Tribune
Dans trop d'organisations, la bienveillance au travail est vide d'humanité. Il est temps de lui donner tout son sens en privilégiant la force des actes et des engagements.

Avez-vous remarqué comment, en à peine deux ans, le mot «bienveillance» est entré au Panthéon des mots corporate. Il est mis à toutes les sauces. Bienveillance par ci, bienveillance par là, tout le monde est bienveillant.
Est-ce que pour autant le monde a changé ? La considération, l’écoute, l’attention portée à autrui se sont-elles proportionnellement développées en entreprise sous l’impulsion de la bienveillance ? Le management a-t-il évolué vers une prise de recul salutaire, qui ferait de la place aux différences, à l’encouragement, à l’empathie ? Est-ce que cette époque si bienveillante a changé l’horloge du temps au profit d’un temps plus humain compatible avec toutes les formes de vie prises en otage par le diktat du «tout, tout de suite» ?

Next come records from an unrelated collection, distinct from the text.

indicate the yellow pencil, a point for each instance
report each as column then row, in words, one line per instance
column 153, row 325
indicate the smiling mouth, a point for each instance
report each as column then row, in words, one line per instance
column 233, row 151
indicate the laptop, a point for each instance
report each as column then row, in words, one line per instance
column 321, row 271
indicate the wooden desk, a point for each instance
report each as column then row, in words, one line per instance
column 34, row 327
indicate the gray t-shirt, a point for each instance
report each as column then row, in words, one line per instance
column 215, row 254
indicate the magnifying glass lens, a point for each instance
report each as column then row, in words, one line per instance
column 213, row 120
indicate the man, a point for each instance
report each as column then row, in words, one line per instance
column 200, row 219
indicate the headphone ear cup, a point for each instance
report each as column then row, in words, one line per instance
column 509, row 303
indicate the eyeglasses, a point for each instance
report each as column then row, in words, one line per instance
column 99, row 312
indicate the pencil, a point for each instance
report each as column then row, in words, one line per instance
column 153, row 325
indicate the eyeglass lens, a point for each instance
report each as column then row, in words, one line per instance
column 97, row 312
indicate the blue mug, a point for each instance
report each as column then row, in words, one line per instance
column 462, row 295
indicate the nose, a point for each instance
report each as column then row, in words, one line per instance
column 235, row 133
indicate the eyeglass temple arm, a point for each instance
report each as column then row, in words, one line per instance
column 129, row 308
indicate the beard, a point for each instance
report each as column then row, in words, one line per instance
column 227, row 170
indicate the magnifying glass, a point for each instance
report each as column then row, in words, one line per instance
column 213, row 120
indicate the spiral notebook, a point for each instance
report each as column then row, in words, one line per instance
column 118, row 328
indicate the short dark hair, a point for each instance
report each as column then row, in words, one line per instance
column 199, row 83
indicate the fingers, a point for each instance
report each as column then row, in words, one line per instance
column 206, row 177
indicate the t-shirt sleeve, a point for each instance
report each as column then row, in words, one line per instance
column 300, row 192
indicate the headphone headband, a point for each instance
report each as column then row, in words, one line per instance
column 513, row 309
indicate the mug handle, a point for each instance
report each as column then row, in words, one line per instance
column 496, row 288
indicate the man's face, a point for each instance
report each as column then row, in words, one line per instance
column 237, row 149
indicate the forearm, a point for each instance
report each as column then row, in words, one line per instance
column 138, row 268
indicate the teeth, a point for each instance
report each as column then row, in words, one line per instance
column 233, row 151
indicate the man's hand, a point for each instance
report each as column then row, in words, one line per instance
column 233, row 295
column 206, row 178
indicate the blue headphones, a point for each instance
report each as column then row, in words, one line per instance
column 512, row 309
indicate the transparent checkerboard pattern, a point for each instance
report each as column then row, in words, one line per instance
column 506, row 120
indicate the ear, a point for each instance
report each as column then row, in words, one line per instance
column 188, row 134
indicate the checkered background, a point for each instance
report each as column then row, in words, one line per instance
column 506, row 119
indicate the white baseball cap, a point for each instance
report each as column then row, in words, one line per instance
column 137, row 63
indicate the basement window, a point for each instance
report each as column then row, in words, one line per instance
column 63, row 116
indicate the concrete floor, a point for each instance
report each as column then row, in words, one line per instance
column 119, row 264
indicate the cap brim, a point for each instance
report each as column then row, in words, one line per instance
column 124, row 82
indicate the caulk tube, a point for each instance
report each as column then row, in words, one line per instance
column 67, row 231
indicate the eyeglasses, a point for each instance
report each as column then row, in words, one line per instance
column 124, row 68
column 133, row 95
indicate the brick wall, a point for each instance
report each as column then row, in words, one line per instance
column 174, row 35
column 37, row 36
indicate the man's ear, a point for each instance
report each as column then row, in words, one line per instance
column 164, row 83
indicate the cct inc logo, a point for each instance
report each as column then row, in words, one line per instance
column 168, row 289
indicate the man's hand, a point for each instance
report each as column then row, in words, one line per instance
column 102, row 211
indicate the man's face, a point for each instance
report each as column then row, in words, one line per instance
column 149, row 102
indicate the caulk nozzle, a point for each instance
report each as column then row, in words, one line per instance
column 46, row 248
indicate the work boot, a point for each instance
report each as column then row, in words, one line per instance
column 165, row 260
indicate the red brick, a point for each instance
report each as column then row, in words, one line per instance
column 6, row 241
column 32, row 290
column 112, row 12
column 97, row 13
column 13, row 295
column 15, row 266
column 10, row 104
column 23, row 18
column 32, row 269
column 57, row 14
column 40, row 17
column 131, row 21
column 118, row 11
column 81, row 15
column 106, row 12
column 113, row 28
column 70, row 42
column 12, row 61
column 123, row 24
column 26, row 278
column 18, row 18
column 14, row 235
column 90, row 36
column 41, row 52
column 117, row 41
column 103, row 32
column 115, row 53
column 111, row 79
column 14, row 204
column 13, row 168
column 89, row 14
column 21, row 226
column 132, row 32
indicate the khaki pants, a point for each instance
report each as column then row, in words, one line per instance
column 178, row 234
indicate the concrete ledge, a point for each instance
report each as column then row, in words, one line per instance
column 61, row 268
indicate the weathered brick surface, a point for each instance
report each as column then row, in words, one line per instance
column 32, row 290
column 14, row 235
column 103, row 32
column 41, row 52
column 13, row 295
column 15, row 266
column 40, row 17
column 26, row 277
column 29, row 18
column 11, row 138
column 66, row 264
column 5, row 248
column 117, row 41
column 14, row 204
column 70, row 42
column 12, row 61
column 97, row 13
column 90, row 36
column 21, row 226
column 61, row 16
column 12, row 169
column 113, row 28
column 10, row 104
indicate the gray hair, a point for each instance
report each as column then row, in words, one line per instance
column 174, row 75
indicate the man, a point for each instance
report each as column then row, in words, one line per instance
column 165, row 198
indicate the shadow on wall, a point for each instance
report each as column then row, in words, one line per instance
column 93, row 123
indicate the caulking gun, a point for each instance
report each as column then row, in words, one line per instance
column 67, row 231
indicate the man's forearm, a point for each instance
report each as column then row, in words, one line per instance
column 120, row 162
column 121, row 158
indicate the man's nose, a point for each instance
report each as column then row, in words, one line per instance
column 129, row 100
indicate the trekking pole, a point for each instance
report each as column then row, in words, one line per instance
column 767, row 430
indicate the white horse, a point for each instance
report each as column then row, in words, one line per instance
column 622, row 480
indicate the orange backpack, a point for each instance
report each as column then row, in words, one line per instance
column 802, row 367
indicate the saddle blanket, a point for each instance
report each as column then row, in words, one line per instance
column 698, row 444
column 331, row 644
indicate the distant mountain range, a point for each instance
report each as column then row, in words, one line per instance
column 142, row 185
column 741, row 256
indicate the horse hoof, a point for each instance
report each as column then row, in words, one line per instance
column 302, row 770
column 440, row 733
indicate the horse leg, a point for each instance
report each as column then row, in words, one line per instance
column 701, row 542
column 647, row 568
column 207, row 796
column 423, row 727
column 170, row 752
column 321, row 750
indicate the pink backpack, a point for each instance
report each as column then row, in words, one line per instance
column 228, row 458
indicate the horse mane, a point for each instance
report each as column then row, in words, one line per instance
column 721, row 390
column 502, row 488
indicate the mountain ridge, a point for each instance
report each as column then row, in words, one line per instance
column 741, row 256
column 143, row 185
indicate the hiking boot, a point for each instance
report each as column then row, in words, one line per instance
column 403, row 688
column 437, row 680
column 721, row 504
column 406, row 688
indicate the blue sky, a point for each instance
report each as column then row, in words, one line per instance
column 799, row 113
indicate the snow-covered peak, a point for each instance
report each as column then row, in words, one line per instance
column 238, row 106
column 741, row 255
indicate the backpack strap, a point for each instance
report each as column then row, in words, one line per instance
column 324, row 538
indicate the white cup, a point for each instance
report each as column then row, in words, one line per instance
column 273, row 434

Il ne faut pas réfléchir longtemps pour constater que la bienveillance est, la plupart du temps, vide d’humanité dans les organisations. Alors même qu’elle devrait se pratiquer en toute discrétion et humilité, elle s’affiche sur papier glacé, envahit les argumentaires marque employeur, les raisons d’être tant à la mode, illustre les stratégies d'onboarding et commence même à influencer les programmes de formation en management. La bienveillance, c’est comme la générosité et l’amour, il y a ceux qui en parlent beaucoup et ceux qui pratiquent vraiment en toute sincérité. En clair, il n’y a que des preuves de bienveillance.

Une entreprise, quelle que soit sa taille, qui veut se revendiquer d’une âme bienveillante doit l’assumer totalement au risque d’être clouée au pilori de la démagogie. L’assumer commence par l’exemplarité de tous les dirigeants et de tous les managers sans exception. Il suffit d’un pervers, d’un manipulateur, d’un brutal, d’un vulgaire pour que toute l’ambition s’effondre. L’assumer nécessite aussi de revisiter ses modes d’évaluation au profit du management pygmalion et de développer un leadership spirituel porteur de sens humain, qui permet à chacun de prendre place, c’est-à-dire de trouver sa place. L’assumer réclame de faire sienne l’inclusion des différences, quelles qu’elles soient, au nom d’une culture d’entreprise partagée qui unit et fédère la tribu humaine que l’on incarne. L’assumer enfin impose du courage pour savoir traiter les actes de «non-bienveillance» tels que le harcèlement, le manque de politesse et de courtoisie, le stress, le racisme ou encore toutes formes de placardisation.

Tentatives du bonheur

On a eu, pendant un temps, les tentatives du bonheur déclinées sous forme de directeurs du bonheur, garant d’une doxa de la joie de vivre en entreprise. Fort heureusement, cette mascarade a été vite démasquée. Aujourd’hui, on a la tartufferie de la bienveillance, qui fait des dégâts considérables et discrédite le monde professionnel. Contrairement au bonheur, la bienveillance est perverse car elle est acceptable partout et pour tous. Elle ne relève pas de la seule sphère intime et privée, comme le bonheur justement, mais de l’éducation, du savoir être et du savoir vivre. En clair, elle est élémentaire et fondatrice de la relation humaine.

La réalité objective de la gestion des ressources humaines impose un examen de conscience salutaire et une réflexion profonde sur la capacité des entreprises à développer des rapports bienveillants, cordiaux, nomaux tout simplement. Aujourd’hui, on bat des records de burn-out et de bore out, de stress au travail, de souffrances diverses… Cherchez l’erreur ! A force de s’appuyer sur des mots béquilles, l’entreprise finit par se vider de toutes aspérités susceptibles de venir nourrir une vraie relation de confiance avec ses parties prenantes. En clair, c'est un grand oui à la bienveillance qui se vit naturellement, sans avoir besoin de la brandir comme un passe-droit en moralité. Si l'on veut sortir des mots creux et autres discours tarte à la crème, il faut oser privilégier la force des actes et des engagements. Avis aux communicants, complices de ce cynisme ambiant : la bienveillance ne doit pas donner bonne conscience, elle est conscience de soi.